[D66] Het abolitionisme in het strafrecht
René Oudeweg
roudeweg at gmail.com
Tue Oct 14 09:10:21 CEST 2025
Het abolitionisme in het strafrecht en de onmenselijkheid van
Nederlandse straffen
Inleiding
Het strafrecht wordt vaak beschouwd als een noodzakelijke pijler van de
moderne rechtsstaat: zonder straf zou er geen orde zijn, geen
veiligheid, geen gerechtigheid. Toch bestaat er een groeiende
intellectuele en morele stroming die dit fundamentele uitgangspunt in
twijfel trekt: het abolitionisme. Deze beweging pleit voor de
afschaffing of radicale hervorming van het strafrechtelijke systeem,
omdat het in wezen onrechtvaardig, contraproductief en onmenselijk zou
zijn. Hoewel Nederland zichzelf graag presenteert als een humane
rechtsstaat, vertonen de Nederlandse straffen — vooral in de praktijk
van detentie en langdurige vrijheidsbeneming — trekken van structurele
onmenselijkheid. Dit essay onderzoekt de kern van het strafrechtelijk
abolitionisme en past deze denklijn toe op de Nederlandse context.

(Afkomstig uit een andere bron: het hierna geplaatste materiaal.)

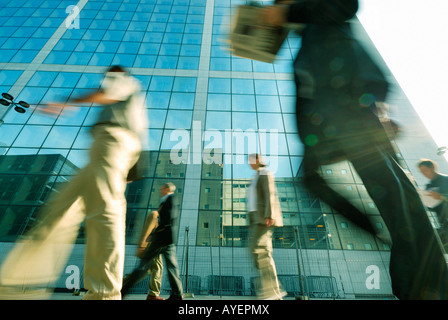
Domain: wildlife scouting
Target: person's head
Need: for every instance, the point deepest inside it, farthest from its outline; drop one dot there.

1. De kern van het strafrechtelijk abolitionisme
Het abolitionisme in het strafrecht is een filosofische en politieke
beweging die stelt dat straf — in de zin van het toebrengen van leed
namens de staat — geen legitieme of moreel verdedigbare manier is om op
misdrijven te reageren. Denkers als Nils Christie, Thomas Mathiesen en
Louise Braddock benadrukken dat het strafsysteem eerder sociale
problemen reproduceert dan oplost. In Christies invloedrijke essay
Conflicts as Property (1977) stelt hij dat misdrijven in feite
conflicten zijn die de staat “afpakt” van de betrokken partijen. In
plaats van herstel en dialoog te bevorderen, worden deze conflicten
getransformeerd tot abstracte juridische procedures waarin de dader en
het slachtoffer nauwelijks meer een stem hebben.

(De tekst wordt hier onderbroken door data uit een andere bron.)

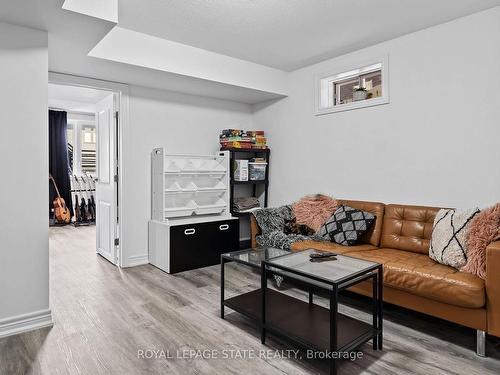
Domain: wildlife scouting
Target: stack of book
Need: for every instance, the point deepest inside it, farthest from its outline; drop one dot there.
(236, 138)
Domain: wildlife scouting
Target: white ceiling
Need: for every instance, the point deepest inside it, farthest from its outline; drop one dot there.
(75, 99)
(282, 33)
(288, 34)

Het abolitionisme ziet strafrecht als een vorm van institutioneel
geweld: een gelegaliseerde manier om leed toe te voegen aan leed, zonder
werkelijk herstel te bewerkstelligen. De gevangenis wordt daarbij niet
beschouwd als een “corrigerende” instelling, maar als een instrument van
uitsluiting, waarin mensen worden ontmenselijkt, afhankelijk gemaakt en
gestigmatiseerd. Volgens Mathiesen is het gevangenissysteem bovendien
een “self-perpetuating system”: het houdt zichzelf in stand door te
falen. Elke mislukking — recidive, marginalisering, detentieproblematiek
— wordt gebruikt als rechtvaardiging voor meer repressie.

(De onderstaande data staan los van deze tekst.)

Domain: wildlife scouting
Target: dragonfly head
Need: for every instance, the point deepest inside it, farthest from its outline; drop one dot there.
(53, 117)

2. De Nederlandse paradox: humanisme in theorie, hardheid in praktijk
Nederland geniet internationaal de reputatie van een relatief mild en
humaan strafrechtsysteem. De doodstraf is afgeschaft, levenslange
gevangenisstraf wordt in beginsel herzienbaar geacht, en er is aandacht
voor resocialisatie. Toch schuilt achter dit imago een harde realiteit.
De Nederlandse gevangenispraktijk is de afgelopen decennia steeds
strenger geworden. Waar de detentie in de jaren zeventig nog gericht was
op behandeling en re-integratie, overheerst sinds de jaren negentig een
beleid van “law and order” en “zero tolerance”. De nadruk ligt meer op
beveiliging dan op begeleiding, meer op controle dan op herstel.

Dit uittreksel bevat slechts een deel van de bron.